The risk of not taking these steps, and very strictly complying with the described laws, is significant. There are plaintiffs’ lawyers who have made highly successful practices out of taking and pursuing tip cases. They can be and often are pursued as class actions. A violation of the laws can subject the employer to mandatory multiple damages and mandatory attorneys’ fees, in successful cases. They will also subject the employer to 12% annual interest on amounts that should have been paid to the wait staff employees and service bartenders.
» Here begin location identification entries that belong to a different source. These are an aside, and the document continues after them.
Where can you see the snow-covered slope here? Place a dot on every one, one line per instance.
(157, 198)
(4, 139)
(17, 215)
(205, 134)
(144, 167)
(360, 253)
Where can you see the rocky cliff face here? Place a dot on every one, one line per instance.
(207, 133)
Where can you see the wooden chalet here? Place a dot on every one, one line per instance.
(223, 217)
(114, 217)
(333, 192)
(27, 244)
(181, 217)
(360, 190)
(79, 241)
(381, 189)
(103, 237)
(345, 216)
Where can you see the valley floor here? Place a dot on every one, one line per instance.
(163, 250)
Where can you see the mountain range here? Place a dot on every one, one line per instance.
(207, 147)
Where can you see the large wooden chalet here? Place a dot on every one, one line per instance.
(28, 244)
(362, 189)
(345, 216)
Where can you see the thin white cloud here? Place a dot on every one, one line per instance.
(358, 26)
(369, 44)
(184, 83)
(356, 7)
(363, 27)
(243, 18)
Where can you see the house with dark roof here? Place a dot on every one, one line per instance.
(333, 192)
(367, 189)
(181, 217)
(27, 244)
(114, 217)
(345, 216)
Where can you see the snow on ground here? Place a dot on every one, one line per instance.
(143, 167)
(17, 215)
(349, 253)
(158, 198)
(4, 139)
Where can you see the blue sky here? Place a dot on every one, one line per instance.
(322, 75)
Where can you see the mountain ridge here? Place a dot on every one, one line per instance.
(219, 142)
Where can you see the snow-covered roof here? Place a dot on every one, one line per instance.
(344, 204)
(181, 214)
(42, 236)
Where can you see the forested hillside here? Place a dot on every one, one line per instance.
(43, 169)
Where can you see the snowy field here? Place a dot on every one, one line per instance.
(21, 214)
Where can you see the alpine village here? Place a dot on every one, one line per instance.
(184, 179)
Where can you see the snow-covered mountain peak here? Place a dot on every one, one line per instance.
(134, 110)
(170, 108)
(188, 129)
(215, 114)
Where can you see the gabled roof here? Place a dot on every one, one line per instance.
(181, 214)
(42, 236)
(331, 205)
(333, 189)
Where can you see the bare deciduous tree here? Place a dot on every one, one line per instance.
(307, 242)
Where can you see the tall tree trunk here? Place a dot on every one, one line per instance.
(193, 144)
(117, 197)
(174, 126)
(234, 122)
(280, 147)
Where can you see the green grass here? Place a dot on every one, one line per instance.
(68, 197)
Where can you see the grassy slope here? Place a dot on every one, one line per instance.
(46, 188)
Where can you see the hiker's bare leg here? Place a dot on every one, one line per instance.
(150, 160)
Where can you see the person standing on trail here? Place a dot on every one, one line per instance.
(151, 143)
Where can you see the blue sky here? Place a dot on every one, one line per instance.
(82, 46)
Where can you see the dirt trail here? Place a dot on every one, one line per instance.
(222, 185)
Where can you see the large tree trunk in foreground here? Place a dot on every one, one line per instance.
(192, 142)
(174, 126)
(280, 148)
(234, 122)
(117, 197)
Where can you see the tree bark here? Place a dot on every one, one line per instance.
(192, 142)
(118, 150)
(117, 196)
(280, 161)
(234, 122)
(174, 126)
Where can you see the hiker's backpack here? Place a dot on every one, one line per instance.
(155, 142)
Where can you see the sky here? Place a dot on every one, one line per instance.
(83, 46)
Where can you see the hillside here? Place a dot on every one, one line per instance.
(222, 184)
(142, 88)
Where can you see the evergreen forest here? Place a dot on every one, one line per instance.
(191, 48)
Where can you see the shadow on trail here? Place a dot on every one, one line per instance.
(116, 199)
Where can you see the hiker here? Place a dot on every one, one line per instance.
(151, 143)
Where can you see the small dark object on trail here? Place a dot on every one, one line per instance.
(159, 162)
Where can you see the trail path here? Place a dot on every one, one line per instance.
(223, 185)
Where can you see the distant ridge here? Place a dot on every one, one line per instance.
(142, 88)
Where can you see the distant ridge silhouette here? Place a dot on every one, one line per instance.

Individual liability against the officers and managers of the employer may be imposed. Many well-known restaurants and special event locales have been sued for their non-compliance with these laws including Starbucks; Dunkin Donuts; Cape Codder Resort and Spa; Domino’s Pizza; Legal Seafoods; Four Seasons; Maggiano’s Little Italy; Smith & Wollensky; Marriott Hotel; Weston Golf Club; and The Palm Restaurant.
Understanding the intricacies of these laws is important to your business and should be reviewed with your attorney to insure full compliance.